Drip irrigation (also known as micro irrigation) uses a network of pipes made to carry a low water flow (under low pressure) to plants. The water is delivered through tube openings or attached devices usually placed above, at or below the soil surface. In this technology, the water is applied more slowly than with sprinkler irrigation. This is a very effective irrigation method and it's very suitable for holidays when you're not at home and you need your plants watered regularly.

Drip Irrigation: The Advantages

Drip irrigation offers some important advantages:

  • Water distribution can easily be controlled. It's highly uniform and adjusted to the optimal level.
  • Localized application and reduced leaching minimize nutrient and fertilizer loss.
  • When it comes to frequency of irrigation, the soil type plays less important role, which gives plant growers more freedom.
  • It's easy to maintain moisture with the root zone.
  • High water application efficiency.
  • Narrow and odd-shaped areas are easily irrigated with the use of drip systems.
  • Drip irrigation saves water and it's ideal for areas in which water restrictions are imposed.
  • It's easy to setup an automated irrigation system in case you're not at home when the plants need watering.

Drip irrigation technology is readily available and adjusted to home systems. It's even possible to make your own, homemade drip irrigation system if you're crafty enough. Commercial drip systems are easily managed with an AC or battery controller. Automated irrigation is ideal for busy people or holiday season.

Devices and Emitters

Dispensing devices are called emitters. Drip irrigation uses emitters attached to a mainline to deliver water directly to plants. There are 2 main types of emitters: pressure sensitive and pressure compensating.

  • Pressure sensitive emitters provide a higher water flow and higher water pressure.
  • Pressure compensating emitters (more common these days) give the same water flow over a wide pressure range.

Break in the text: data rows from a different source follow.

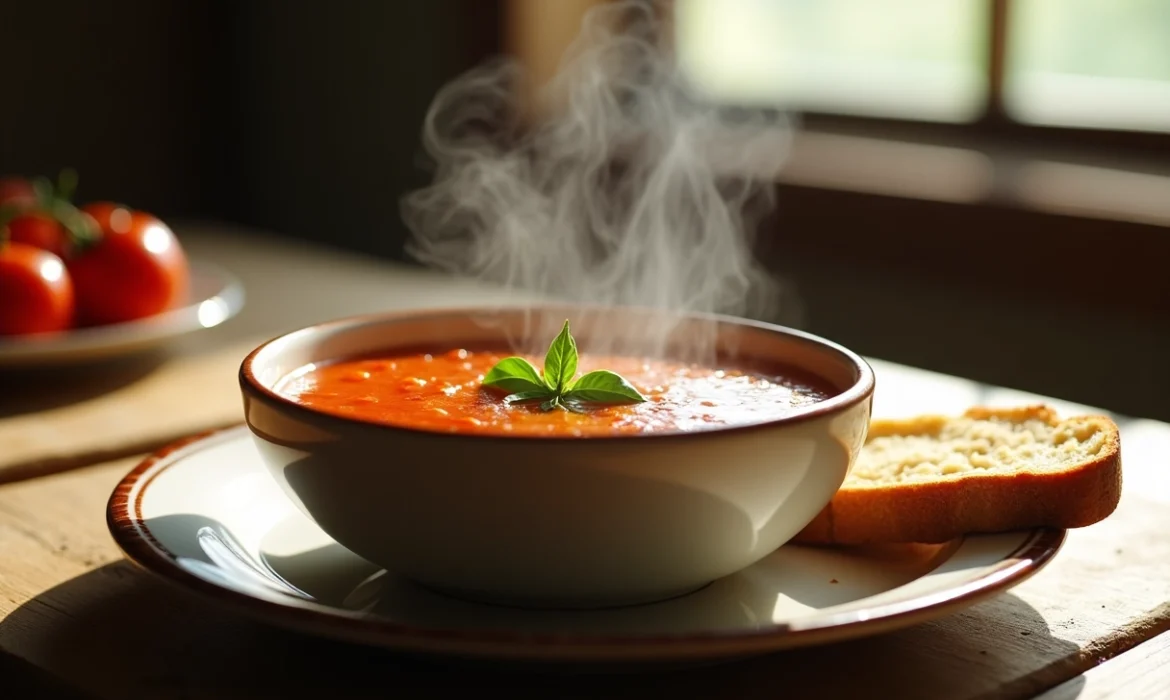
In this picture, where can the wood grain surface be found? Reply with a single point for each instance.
(1106, 592)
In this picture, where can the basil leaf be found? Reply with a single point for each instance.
(515, 375)
(604, 386)
(525, 396)
(561, 361)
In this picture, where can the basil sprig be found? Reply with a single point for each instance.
(555, 386)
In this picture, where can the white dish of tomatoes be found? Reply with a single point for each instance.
(82, 283)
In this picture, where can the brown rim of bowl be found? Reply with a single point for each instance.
(131, 534)
(861, 389)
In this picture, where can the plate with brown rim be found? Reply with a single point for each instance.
(205, 514)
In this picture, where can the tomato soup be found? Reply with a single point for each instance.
(445, 392)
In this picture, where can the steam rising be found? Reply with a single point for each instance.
(611, 198)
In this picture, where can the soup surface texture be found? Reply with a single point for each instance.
(444, 392)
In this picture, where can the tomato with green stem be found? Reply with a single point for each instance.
(38, 213)
(16, 191)
(36, 294)
(133, 269)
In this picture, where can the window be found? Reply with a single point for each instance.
(921, 59)
(1087, 63)
(1099, 63)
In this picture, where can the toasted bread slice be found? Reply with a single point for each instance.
(931, 479)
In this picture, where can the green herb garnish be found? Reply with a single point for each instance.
(555, 386)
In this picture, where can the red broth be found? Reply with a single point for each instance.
(444, 392)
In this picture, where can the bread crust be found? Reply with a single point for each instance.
(940, 510)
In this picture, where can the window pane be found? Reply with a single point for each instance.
(1099, 63)
(916, 59)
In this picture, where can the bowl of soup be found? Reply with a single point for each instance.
(384, 432)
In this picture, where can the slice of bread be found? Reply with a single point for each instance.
(931, 479)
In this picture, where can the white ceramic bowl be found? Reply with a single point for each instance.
(556, 521)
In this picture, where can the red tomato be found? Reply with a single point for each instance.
(136, 268)
(36, 294)
(16, 191)
(39, 230)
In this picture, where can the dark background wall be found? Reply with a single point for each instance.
(303, 118)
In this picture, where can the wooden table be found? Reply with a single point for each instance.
(77, 620)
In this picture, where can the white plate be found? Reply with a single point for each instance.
(206, 515)
(215, 296)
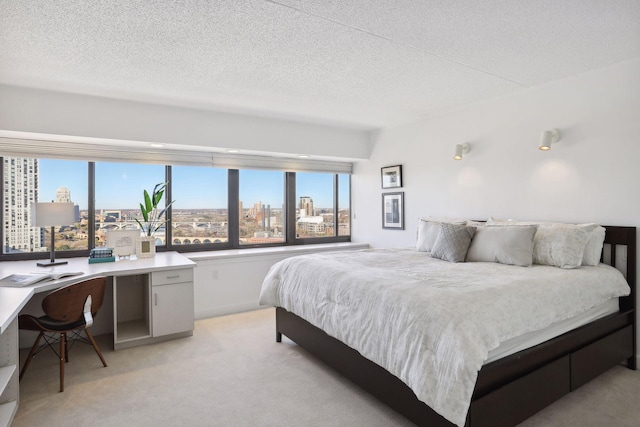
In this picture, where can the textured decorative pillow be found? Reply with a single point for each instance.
(508, 244)
(593, 248)
(428, 229)
(561, 245)
(452, 242)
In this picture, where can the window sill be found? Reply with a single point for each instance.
(278, 250)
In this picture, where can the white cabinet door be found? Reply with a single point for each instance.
(172, 308)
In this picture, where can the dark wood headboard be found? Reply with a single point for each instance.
(622, 236)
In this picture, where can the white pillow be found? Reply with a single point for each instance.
(593, 248)
(508, 244)
(561, 245)
(428, 229)
(452, 242)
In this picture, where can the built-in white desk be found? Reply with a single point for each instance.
(152, 301)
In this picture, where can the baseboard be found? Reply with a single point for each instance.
(227, 309)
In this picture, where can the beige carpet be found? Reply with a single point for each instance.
(233, 373)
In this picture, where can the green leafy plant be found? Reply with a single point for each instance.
(152, 216)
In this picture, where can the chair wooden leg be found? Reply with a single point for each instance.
(30, 356)
(95, 346)
(63, 341)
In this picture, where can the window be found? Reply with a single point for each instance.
(119, 192)
(344, 205)
(261, 207)
(315, 205)
(199, 214)
(30, 180)
(213, 208)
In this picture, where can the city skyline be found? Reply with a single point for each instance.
(120, 185)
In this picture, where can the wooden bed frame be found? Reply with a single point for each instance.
(511, 389)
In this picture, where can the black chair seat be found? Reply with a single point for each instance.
(49, 324)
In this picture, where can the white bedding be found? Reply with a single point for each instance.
(429, 322)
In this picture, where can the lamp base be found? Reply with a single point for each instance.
(51, 263)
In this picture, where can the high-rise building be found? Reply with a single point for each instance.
(63, 195)
(20, 191)
(306, 206)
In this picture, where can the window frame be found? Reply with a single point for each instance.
(233, 197)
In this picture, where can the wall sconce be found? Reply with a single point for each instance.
(547, 138)
(52, 215)
(460, 150)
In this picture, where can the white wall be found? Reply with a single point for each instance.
(591, 175)
(58, 113)
(230, 281)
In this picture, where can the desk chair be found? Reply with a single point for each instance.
(69, 309)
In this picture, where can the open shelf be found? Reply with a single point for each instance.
(133, 329)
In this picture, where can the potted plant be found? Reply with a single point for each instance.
(152, 220)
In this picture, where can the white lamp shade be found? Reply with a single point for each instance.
(547, 138)
(53, 214)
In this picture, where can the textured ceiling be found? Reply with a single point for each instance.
(361, 63)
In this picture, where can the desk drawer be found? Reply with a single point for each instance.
(171, 276)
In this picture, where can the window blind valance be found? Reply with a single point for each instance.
(38, 148)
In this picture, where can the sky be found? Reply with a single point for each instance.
(121, 185)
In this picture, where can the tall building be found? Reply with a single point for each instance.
(20, 191)
(306, 206)
(63, 195)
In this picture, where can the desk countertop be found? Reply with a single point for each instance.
(12, 300)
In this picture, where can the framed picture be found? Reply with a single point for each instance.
(123, 242)
(391, 176)
(393, 211)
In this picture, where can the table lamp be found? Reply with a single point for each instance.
(51, 215)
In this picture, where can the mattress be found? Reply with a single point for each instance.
(531, 339)
(429, 322)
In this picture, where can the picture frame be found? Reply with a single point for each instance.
(123, 242)
(391, 176)
(393, 211)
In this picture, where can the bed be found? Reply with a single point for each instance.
(508, 390)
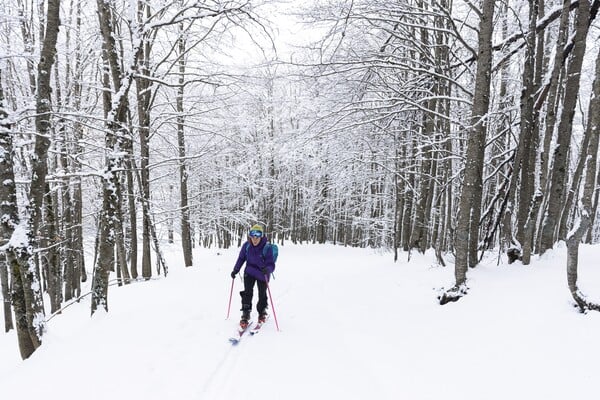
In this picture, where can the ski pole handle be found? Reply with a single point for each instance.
(230, 296)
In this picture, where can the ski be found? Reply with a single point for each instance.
(257, 327)
(239, 333)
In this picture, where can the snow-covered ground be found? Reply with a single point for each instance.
(354, 325)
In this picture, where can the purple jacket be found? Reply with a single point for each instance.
(254, 259)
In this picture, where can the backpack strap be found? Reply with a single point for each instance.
(264, 252)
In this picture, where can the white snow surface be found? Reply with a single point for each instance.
(353, 325)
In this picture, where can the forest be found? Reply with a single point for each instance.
(454, 126)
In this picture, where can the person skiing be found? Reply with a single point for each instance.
(259, 266)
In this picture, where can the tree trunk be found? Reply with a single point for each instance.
(560, 168)
(469, 213)
(186, 235)
(593, 132)
(8, 204)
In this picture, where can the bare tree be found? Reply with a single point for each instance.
(9, 218)
(592, 132)
(469, 211)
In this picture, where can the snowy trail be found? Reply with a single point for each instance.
(354, 325)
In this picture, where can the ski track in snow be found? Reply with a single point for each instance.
(354, 325)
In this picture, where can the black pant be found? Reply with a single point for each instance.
(248, 291)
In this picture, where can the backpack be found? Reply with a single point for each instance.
(264, 252)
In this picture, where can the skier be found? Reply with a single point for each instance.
(259, 266)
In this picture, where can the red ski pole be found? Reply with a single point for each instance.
(230, 296)
(272, 305)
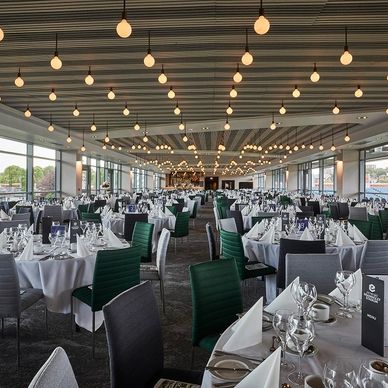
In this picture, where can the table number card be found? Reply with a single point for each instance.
(374, 333)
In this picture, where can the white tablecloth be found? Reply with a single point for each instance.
(269, 254)
(340, 341)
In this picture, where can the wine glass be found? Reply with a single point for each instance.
(280, 325)
(300, 332)
(339, 374)
(344, 280)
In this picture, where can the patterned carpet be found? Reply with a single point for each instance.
(36, 346)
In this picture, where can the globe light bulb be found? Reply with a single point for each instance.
(247, 58)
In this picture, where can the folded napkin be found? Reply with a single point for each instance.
(269, 235)
(342, 238)
(248, 330)
(355, 294)
(28, 251)
(266, 375)
(111, 239)
(3, 215)
(82, 249)
(306, 235)
(284, 301)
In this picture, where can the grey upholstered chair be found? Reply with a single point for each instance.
(134, 334)
(316, 268)
(358, 213)
(157, 272)
(56, 372)
(375, 258)
(12, 300)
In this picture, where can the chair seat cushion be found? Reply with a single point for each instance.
(29, 296)
(84, 294)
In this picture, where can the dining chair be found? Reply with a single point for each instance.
(56, 372)
(318, 269)
(295, 246)
(13, 300)
(374, 260)
(157, 272)
(135, 343)
(216, 299)
(142, 237)
(114, 272)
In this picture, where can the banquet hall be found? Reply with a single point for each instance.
(194, 193)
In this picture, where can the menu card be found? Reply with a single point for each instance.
(374, 320)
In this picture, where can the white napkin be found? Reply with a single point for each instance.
(111, 239)
(248, 330)
(306, 235)
(82, 249)
(269, 236)
(283, 301)
(28, 251)
(266, 375)
(3, 215)
(342, 238)
(355, 294)
(257, 229)
(357, 235)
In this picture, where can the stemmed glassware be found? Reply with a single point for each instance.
(345, 280)
(280, 325)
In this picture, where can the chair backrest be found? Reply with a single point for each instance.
(358, 213)
(216, 297)
(161, 252)
(295, 246)
(236, 214)
(318, 269)
(228, 224)
(115, 271)
(9, 287)
(130, 221)
(182, 224)
(56, 372)
(375, 258)
(142, 237)
(54, 211)
(211, 242)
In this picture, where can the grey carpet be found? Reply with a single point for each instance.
(36, 346)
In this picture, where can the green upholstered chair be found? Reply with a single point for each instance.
(364, 226)
(232, 248)
(142, 237)
(216, 299)
(115, 271)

Emitters are either directly attached to the mainline providing the water or placed on the ends of micro-tubes. Emitter tubing is particularly useful for closely spaced plants. It's worth noting that emitters are generally color-coded by flow rates.

The emitters should be placed in such a way that the water can easily reach the roots of the plants. All drip systems need to be designed and installed based on the needs of the specific plants. New plantings require emitters to be placed over the root ball. In many cases, the initial placement of the emitters is permanent, unless the plant has a significant growth. For example, trees require emitters to be moved away from the trunk as the plant grows.

The number of emitters is also important. It will depend on how much water a specific plant needs. Lower water-using plants or those that receive only occasional water will require fewer emitters.

The placement of emitters also depends on the type of soil. For example, sandy soils require more emitters in order to effectively water the soil area.

It's important for the emitters to be properly placed. If they are too far apart of too few in number, the plants may not receive enough water. It's also vital that you perform regular maintenance to ensure the system is working properly.

Installing and Operating a Drip System

It's generally easy to install a drip system because the mainline doesn't have to be trenched into the ground. There are many choices when it comes to the point of connection to a water supply. It can be a pump from a well or a pond, faucet or even a high pressure sprinkler head equipped with a special kit to convert it to drip.

Drip irrigation systems are designed to operate for about one hour of run time per week. Watering twice per week may be required in some cases, for example, after planting on sandy soils or for plants requiring regularly moist soil. More water is required during summer than in cooler months.

Sometimes, plant growers overwater their plants via drip systems, especially if they use manual operation. For this reason, it's good to use a controller.